В тот же миг лед затрещал сильнее, две сильные руки подняли Аню... раздался гулкий, угрожающий треск...

Гаршин выскочил на площадку лестницы, поставил Аню на ноги, прижал ее спиной к холодной стенке округлого выступа и, больно стиснув в ладонях ее голову, начал целовать ее побледневшее лицо и губы:

— Сумасшедшая... Дразнишь?.. Нарочно?.. Я те­бя люблю, мы немедленно поедем ко мне, слышишь?

С силой оттолкнув его, она взбежала по ступеням наверх. Села на гранитную скамью, заправила под ша­почку растрепавшиеся волосы. Пусто было на набереж­ной, пусто и холодно. Аня почувствовала себя одинокой и потерянной, хоть плачь.

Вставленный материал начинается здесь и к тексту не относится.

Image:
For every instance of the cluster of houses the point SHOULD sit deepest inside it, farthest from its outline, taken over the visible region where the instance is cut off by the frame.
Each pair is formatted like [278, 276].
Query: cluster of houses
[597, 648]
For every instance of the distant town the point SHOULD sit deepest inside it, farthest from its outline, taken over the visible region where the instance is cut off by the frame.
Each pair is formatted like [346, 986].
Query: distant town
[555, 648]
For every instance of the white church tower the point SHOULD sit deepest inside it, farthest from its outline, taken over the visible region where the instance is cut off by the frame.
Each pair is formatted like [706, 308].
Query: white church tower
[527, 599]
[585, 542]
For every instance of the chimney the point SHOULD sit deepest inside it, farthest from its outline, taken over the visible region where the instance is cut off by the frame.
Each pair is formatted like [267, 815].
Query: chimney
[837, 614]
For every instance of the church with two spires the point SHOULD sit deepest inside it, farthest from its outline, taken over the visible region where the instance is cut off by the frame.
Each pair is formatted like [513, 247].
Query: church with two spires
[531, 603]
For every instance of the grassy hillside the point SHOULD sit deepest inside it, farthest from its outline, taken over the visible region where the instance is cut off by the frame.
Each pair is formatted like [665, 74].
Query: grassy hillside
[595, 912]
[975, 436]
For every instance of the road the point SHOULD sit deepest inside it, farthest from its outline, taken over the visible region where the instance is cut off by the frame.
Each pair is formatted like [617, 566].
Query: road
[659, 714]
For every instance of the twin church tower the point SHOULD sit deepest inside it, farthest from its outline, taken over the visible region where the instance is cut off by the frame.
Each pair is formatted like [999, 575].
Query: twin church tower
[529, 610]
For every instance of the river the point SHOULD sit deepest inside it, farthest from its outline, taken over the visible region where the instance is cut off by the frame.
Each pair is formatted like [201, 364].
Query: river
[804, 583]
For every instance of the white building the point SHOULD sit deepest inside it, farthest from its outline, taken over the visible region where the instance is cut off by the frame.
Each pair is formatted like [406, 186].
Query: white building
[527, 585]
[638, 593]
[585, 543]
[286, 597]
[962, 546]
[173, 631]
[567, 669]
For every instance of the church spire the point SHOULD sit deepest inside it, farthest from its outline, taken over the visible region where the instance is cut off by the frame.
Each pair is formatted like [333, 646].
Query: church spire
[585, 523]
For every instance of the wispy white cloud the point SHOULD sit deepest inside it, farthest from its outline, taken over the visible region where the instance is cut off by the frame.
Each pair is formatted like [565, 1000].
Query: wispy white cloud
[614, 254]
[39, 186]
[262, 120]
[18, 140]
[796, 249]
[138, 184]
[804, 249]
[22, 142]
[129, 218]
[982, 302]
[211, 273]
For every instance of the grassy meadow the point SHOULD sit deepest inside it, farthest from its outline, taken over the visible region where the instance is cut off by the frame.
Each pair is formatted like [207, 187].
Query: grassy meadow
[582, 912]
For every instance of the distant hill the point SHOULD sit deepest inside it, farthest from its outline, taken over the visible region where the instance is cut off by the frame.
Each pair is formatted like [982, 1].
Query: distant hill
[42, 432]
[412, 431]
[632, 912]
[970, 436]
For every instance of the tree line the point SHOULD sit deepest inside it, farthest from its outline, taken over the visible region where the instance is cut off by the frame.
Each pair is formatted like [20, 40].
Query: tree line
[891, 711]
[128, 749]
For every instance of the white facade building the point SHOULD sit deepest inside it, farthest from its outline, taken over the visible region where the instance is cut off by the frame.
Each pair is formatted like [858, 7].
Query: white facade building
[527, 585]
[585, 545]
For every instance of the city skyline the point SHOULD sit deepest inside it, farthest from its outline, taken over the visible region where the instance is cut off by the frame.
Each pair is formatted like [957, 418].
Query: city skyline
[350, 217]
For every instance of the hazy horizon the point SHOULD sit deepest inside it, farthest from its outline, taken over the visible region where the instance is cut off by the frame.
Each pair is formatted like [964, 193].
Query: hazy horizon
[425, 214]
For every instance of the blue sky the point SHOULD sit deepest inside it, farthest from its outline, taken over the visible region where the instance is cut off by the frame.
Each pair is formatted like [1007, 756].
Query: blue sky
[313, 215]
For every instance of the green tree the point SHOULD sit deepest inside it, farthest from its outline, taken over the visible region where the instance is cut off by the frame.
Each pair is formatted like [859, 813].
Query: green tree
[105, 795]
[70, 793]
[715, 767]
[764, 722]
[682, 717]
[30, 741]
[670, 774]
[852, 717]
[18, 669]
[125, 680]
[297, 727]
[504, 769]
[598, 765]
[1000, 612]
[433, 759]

— Вы меня чуть не утопили, — проворчал Гаршин, поднявшись вслед за нею и отжимая брюки; одна нога его была мокра почти до колена.

Я бы сама выбралась, — виновато сказала Аня. Она с любопытством вглядывалась в выражение его лица. Только что он бросился спасать ее (значит, я ему действительно дорога?), только что яростно целовал ее и говорил «люблю» («люблю тебя»... «ты»... как это нелепо — сразу переходить на «ты»!)... Но вот она от­толкнула его, и он разозлился, и чувствует только хо­лод, и, наверно, как все очень здоровые люди, боится простуды.

— Ну, пошли, а то и ревматизм схватить недолго! — позвал он, стараясь сдержать раздражение.

Они почти бежали с набережной в боковые улицы, где было не так ветрено. Аня сама ускоряла шаг, ей совсем не хотелось, чтобы он заболел из-за ее безрас­судной выходки. Быстрая ходьба согрела его и успо­коила.

— Подождем двойку, — сказал он, уверенно оста­навливая Аню на автобусной остановке. — Доедем до самого дома.

Промолчав, она с удивлением огляделась. На этой самой остановке она стояла сегодня днем с Алексеем Полозовым. Настроение было такое ясное, радостное, и вся жизнь казалась ей тогда чистой, умной, значитель­ной... Почему же сейчас она очутилась здесь снова с такой горькой сумятицей в душе, и рядом с нею человек, который только что целовал ее и все-таки совсем не любит ее, а так — приглянулась женщина, раздразнила его самолюбие, и все-таки она едет к нему, все-таки едет, потому что одиночество душит... А все, что дума­лось днем, — мечты? Бредни?..

Два ярких огонька вынырнули из-за угла. Гаршин подсадил Аню в автобус, вскочил следом, расстегнул бекешу, доставая бумажник.

— Я раздумала, до свиданья! — вдруг решившись, крикнула Аня, рванула закрывающуюся дверцу и со­скочила на мостовую.

За стеклом удалявшегося автобуса метался Гаршин, пытаясь открыть дверцу.

Аня вздрогнула от холода, оказавшись одна на пу­стынной ночной улице. Над рядами темных домов, где уже погасли огни, открылось ее внимательным глазам нетемнеющее северное небо. Она съежилась в своем слишком легком пальто и утомленно улыбнулась.